Taj Bradley had been almost untouchable through his first five starts of the 2026 season.

He hadn't allowed a single home run in 118 batters faced and carried a 1.63 ERA into Friday night's start against the Tampa Bay Rays, the team that dealt him to Minnesota last summer.

Then everything changed at Tropicana Field.

Former teammates Junior Caminero and Jonathan Aranda combined for four home runs off Bradley in a 6-2 loss that snapped his unbeaten start and dropped the Twins to 12-14.

Caminero launched a 450-foot bomb to center in the first inning and came back with a 435-foot drive in the seventh, while Aranda went deep twice with shots of 402 and 414 feet.

Shelton Puts It in Perspective

After the game, Twins manager Derek Shelton wasn't panicking about his young right-hander, even after the worst outing of Bradley's season.

"What didn't go well was obviously the home runs," Shelton told reporters in Florida. "Three of them were hit on balls that were 97 or 98 [mph]. The breaking ball to Aranda was a bad pitch. Other than that, two good young hitters just got him today."

That response says a lot about how Shelton sees Bradley's future with this club.

He acknowledged the pitches left over the plate, but he pointed out that Caminero and Aranda are legit young hitters who did damage on pitches most guys can't touch.

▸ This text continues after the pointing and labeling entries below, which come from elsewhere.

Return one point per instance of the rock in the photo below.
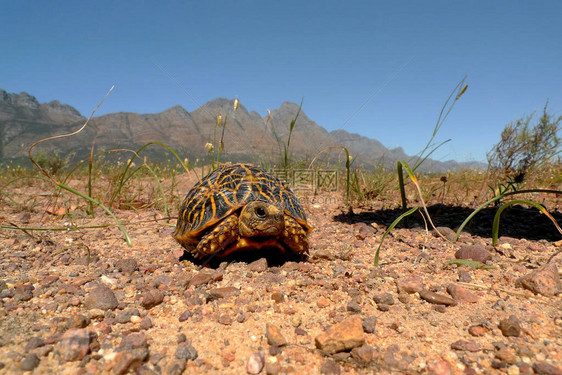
(322, 302)
(543, 368)
(353, 307)
(101, 298)
(364, 231)
(146, 323)
(474, 252)
(255, 363)
(186, 351)
(445, 231)
(75, 344)
(134, 341)
(410, 284)
(278, 297)
(544, 280)
(477, 331)
(127, 265)
(30, 362)
(470, 346)
(259, 265)
(369, 324)
(510, 326)
(77, 321)
(440, 368)
(363, 354)
(345, 335)
(225, 292)
(272, 366)
(384, 299)
(201, 279)
(274, 335)
(125, 362)
(225, 319)
(436, 298)
(175, 367)
(152, 298)
(464, 276)
(33, 343)
(506, 355)
(126, 315)
(185, 315)
(461, 294)
(330, 367)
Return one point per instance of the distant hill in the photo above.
(248, 135)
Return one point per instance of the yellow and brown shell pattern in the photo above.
(218, 199)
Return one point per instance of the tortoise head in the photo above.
(261, 219)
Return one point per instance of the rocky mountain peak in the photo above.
(20, 100)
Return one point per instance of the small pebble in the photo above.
(510, 326)
(30, 362)
(186, 351)
(255, 363)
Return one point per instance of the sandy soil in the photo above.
(84, 302)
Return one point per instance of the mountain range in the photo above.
(247, 136)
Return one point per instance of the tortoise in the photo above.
(241, 207)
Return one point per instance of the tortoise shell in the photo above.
(224, 192)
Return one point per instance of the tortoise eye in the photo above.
(260, 212)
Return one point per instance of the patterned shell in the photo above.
(229, 188)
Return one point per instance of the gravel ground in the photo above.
(84, 302)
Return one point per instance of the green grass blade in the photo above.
(496, 223)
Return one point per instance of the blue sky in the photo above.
(406, 56)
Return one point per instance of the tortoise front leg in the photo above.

Three of the four home runs came off fastballs in the upper-90s, and that doesn't happen often.

Why Bradley Will Be Fine

Even after Friday's rough outing, the bigger picture still looks strong.

Bradley sits at 3-1 with a 2.91 ERA through six starts, and before the Rays game he ranked third in the AL in ERA while striking out 34 batters across 27.2 innings.

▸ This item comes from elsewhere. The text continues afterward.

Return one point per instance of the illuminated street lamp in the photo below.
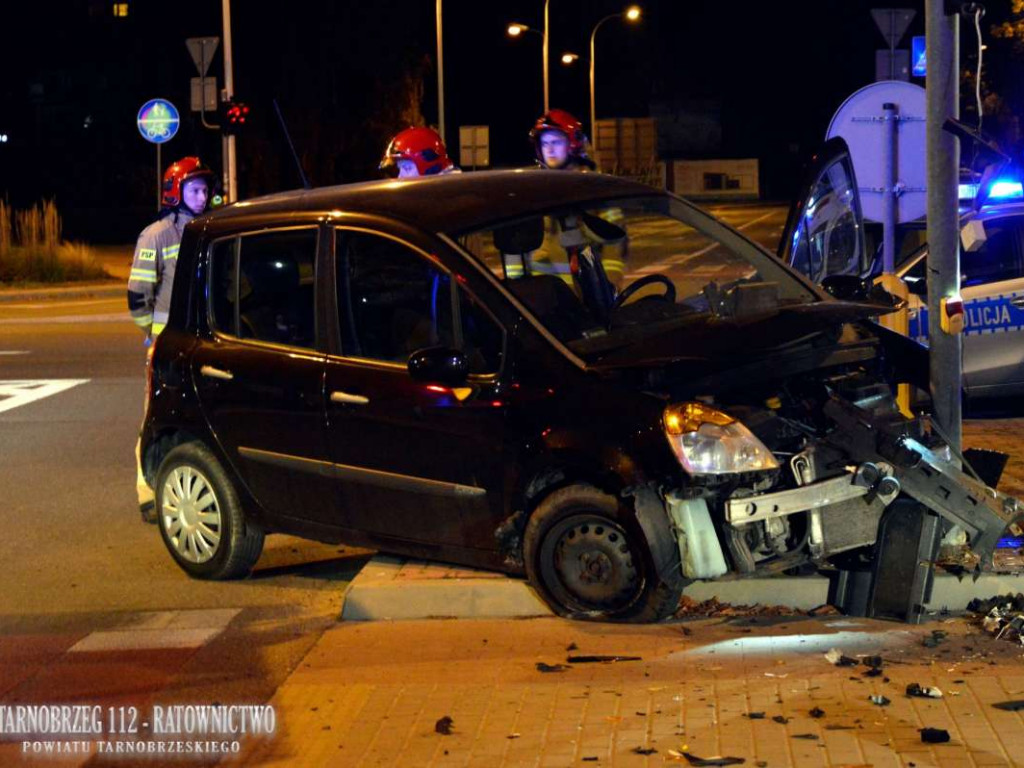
(632, 13)
(515, 30)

Earlier this month he outdueled two-time Cy Young winner Tarik Skubal in a quality start against Detroit and threw a 100 mph fastball that was the hardest pitch by a Twins starter in the Statcast era.

One bad night doesn't erase all of that.

Bradley's velocity is still up over a full mile per hour from last season, his splitter has been one of the best pitches in baseball, and the confidence he has been building isn't going to vanish because two former teammates caught some heaters.

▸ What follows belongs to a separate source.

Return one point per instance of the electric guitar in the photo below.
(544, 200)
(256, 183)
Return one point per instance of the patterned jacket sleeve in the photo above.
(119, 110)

Minnesota Needs Him Going Forward

The Twins sit at 12-15 through 27 games and have dropped seven of their last eight after an 11-7 start.

Their pitching staff has dealt with injuries all season, with Pablo Lopez out for the year and Mick Abel sidelined.

Against the Rays (15-11), Bradley just had a rare off night where talented hitters squared him up.

Minnesota needs him to be a front-of-the-rotation arm, and nothing about Friday suggests he can't be exactly that.